The warring sides blamed each other for the collapse of the seven-day truce, during which Hamas had released hostages in exchange for Palestinian prisoners held in Israeli jails.
Israel said it had recalled a team from Qatar, host of indirect negotiations with Hamas, accusing the Palestinian faction of reneging on a deal to free all the women and children it was holding.
French President Francois Macron meanwhile said he was heading to Qatar to work on a new truce.
The deputy head of Hamas, however, said no prisoners would be exchanged with Israel unless there is a ceasefire and all Palestinian detainees in Israel are released.

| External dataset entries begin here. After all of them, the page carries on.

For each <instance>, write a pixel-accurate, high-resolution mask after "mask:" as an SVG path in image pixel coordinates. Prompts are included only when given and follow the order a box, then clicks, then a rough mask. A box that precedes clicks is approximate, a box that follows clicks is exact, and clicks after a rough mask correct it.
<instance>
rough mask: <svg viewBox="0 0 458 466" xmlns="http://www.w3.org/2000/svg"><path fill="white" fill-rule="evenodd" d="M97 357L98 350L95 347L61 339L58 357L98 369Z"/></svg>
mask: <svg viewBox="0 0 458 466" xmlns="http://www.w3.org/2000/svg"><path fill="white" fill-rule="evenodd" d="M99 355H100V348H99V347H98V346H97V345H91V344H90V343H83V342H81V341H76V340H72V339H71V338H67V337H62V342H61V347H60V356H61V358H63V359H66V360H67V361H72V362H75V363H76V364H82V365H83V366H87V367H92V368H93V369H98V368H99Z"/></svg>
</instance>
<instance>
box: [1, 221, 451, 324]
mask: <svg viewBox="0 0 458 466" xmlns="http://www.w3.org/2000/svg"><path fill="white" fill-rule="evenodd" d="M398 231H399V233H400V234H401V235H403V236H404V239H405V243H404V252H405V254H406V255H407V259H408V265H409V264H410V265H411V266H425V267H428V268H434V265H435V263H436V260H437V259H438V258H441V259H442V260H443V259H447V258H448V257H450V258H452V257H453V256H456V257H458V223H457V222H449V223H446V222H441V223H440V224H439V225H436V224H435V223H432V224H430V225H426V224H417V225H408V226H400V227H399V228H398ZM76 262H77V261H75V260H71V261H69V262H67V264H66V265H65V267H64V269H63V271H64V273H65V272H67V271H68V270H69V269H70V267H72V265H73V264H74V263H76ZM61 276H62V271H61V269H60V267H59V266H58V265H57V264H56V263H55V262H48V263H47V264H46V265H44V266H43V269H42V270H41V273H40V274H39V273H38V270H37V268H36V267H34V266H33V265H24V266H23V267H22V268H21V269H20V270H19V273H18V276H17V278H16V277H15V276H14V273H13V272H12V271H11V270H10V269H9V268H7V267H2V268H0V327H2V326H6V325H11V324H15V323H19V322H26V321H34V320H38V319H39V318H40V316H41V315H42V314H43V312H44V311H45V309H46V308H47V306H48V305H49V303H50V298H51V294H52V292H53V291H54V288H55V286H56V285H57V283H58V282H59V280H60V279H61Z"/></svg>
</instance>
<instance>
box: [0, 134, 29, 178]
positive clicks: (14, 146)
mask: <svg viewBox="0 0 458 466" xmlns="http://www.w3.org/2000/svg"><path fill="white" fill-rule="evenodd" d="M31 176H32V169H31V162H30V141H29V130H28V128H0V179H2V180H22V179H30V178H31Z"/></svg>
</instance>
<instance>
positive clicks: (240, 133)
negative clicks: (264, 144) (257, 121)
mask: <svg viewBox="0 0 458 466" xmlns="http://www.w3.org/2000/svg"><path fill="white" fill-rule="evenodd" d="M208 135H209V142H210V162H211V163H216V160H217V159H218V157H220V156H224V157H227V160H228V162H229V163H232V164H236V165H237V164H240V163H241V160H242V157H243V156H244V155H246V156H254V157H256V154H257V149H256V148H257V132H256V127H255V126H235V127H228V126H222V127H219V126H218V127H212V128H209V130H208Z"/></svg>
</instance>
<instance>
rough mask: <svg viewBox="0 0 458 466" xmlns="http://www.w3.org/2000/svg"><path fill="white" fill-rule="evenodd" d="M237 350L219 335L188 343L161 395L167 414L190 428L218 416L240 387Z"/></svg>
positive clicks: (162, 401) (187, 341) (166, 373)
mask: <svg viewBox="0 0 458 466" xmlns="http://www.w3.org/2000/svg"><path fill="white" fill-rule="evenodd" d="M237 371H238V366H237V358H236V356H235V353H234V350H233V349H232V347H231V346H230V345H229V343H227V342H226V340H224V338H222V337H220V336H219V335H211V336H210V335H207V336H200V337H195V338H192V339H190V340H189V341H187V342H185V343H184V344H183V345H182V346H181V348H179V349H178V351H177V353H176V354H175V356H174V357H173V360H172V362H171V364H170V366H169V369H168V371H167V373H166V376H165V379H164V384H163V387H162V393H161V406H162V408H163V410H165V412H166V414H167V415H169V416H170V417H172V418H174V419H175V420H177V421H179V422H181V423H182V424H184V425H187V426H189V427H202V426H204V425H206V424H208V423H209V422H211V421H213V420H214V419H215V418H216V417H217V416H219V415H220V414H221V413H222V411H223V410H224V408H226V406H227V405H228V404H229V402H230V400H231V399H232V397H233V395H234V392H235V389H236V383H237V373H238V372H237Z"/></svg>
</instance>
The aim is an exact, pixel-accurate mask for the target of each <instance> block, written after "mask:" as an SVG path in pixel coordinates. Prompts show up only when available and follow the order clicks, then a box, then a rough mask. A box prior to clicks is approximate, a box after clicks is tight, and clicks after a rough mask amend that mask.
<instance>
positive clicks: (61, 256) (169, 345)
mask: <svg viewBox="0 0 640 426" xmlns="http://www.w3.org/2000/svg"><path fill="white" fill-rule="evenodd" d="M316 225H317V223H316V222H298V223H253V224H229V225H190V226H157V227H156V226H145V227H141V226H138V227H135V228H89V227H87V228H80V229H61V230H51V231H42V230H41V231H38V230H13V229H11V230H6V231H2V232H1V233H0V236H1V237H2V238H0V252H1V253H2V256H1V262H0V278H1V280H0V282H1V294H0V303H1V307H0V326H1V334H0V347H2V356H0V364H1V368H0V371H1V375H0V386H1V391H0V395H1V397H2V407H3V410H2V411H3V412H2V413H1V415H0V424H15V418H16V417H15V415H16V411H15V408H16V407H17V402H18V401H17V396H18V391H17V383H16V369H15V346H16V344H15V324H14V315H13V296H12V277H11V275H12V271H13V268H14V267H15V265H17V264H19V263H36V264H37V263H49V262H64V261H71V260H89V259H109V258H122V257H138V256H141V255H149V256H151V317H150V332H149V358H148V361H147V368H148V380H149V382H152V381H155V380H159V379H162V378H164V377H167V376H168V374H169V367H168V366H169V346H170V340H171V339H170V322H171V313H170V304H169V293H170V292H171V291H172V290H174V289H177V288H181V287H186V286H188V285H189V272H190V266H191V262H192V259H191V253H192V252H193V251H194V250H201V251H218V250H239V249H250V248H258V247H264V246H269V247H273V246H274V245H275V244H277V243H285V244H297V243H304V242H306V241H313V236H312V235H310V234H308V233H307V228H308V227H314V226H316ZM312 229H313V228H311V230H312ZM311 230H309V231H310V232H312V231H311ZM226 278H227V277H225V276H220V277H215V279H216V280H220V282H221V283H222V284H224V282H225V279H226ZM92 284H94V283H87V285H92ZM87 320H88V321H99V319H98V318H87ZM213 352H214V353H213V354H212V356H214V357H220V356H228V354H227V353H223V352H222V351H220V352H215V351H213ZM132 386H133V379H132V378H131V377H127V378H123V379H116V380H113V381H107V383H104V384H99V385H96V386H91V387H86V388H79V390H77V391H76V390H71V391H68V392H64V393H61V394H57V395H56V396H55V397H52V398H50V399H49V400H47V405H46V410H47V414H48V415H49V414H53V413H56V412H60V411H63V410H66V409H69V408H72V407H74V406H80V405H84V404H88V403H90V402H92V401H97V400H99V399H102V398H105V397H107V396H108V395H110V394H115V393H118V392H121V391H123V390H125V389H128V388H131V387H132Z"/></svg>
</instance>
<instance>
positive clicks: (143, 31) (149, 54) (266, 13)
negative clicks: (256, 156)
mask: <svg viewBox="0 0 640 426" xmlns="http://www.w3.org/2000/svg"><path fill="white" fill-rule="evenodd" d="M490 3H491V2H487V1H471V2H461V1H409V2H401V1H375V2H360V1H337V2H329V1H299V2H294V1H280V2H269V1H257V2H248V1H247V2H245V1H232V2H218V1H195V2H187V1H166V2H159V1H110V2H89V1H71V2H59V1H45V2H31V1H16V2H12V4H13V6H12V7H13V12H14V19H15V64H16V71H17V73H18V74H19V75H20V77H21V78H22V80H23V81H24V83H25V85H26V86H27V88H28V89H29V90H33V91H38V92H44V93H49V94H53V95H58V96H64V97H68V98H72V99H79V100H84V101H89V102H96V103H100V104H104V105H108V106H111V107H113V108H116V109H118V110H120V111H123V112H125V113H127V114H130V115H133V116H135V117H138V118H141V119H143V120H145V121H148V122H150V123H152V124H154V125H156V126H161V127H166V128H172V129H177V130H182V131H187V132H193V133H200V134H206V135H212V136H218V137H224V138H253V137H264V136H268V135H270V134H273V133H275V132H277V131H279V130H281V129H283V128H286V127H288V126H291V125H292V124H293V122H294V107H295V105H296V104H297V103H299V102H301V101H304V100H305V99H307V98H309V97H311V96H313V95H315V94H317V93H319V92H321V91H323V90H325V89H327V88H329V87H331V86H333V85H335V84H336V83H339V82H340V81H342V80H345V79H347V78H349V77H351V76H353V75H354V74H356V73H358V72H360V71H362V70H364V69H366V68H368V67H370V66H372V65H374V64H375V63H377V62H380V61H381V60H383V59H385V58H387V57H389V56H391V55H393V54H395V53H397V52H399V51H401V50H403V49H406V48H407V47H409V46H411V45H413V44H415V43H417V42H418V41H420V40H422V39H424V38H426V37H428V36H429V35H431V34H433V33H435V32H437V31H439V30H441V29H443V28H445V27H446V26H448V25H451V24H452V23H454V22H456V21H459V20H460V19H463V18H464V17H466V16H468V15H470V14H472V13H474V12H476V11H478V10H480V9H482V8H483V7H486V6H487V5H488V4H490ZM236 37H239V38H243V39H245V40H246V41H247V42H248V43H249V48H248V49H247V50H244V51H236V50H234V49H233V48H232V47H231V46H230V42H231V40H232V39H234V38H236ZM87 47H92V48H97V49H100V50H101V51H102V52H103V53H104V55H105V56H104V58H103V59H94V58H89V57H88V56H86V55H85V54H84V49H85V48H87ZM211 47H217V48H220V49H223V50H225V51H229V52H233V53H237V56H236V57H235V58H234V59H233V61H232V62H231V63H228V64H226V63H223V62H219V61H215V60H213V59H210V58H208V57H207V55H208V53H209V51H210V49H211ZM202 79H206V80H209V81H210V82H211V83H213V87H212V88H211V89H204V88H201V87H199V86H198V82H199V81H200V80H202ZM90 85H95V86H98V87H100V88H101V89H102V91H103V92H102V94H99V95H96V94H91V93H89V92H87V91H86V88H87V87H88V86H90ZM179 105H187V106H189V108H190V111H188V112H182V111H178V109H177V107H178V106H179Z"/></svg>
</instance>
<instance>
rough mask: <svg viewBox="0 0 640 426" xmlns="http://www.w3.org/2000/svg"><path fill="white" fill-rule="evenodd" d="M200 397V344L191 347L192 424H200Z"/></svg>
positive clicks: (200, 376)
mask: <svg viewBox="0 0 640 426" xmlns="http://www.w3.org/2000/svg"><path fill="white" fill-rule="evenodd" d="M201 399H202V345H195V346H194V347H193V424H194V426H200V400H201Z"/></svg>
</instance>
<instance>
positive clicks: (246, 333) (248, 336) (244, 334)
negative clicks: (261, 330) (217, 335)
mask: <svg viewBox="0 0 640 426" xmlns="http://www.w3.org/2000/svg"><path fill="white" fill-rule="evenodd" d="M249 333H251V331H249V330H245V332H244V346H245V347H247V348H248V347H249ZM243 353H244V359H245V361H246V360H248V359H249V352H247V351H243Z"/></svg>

Saleh Al-Arouri told Al Jazeera TV that Israeli hostages held by Hamas are soldiers and civilian men who previously served in the army.
The conflict broke out on Oct. 7 when Hamas militants crossed into southern Israel and killed 1,200 people, mostly civilians. More than 200 hostages were taken back into Gaza.
Israel responded with a bombing campaign and a ground offensive in the north, destroying swathes of Gaza.
SOUTH TARGETED
The southern part of Gaza including Khan Younis and Rafah was being pounded on Saturday. Residents said houses had been hit and three mosques destroyed in Khan Younis. Columns of smoke rose into the sky.
Displaced Gazans have been sheltering in Khan Younis and Rafah because of fighting in the north, but residents said they feared Israeli troops were preparing to move south.
Yamen, who gave only his first name. fled to Deir Al-Balah in central Gaza from the north after Israel destroyed several districts there.
"Where to after Deir Al-Balah, after Khan Younis? I don't know where I would take my wife and six children."
On Saturday morning, Israeli air strikes hit areas close to the Nasser Hospital six times, medics and witnesses said.
The hospital is filled with thousands of displaced and hundreds of wounded, including many of those who had been evacuated from north Gaza hospitals.
"A night of horror," said Samira, a mother of four. "It was one of the worst nights we spent in Khan Younis in the past six weeks since we arrived here ... We are so afraid they will enter Khan Younis."
Among the dead on Saturday was the president of the territory's Islamic University, a theoretical physicist and applied mathematician killed with his family when a house was bombed, health officials said.
MILITANT TARGETS
The Israeli military said that in the space of 24 hours its ground, air and naval forces had hit 400 militant targets and killed an unspecified number of Hamas fighters.
These included many in northern Gaza, some in a gun battle at a mosque used by Islamic Jihad militants as a command post.
Hamas said its forces had killed and injured a number of Israeli soldiers in northern Gaza.
Leaflets dropped by Israel on eastern areas of Khan Younis ordered residents of four towns to evacuate further south to Rafah.
Reuters could not confirm the battlefield accounts.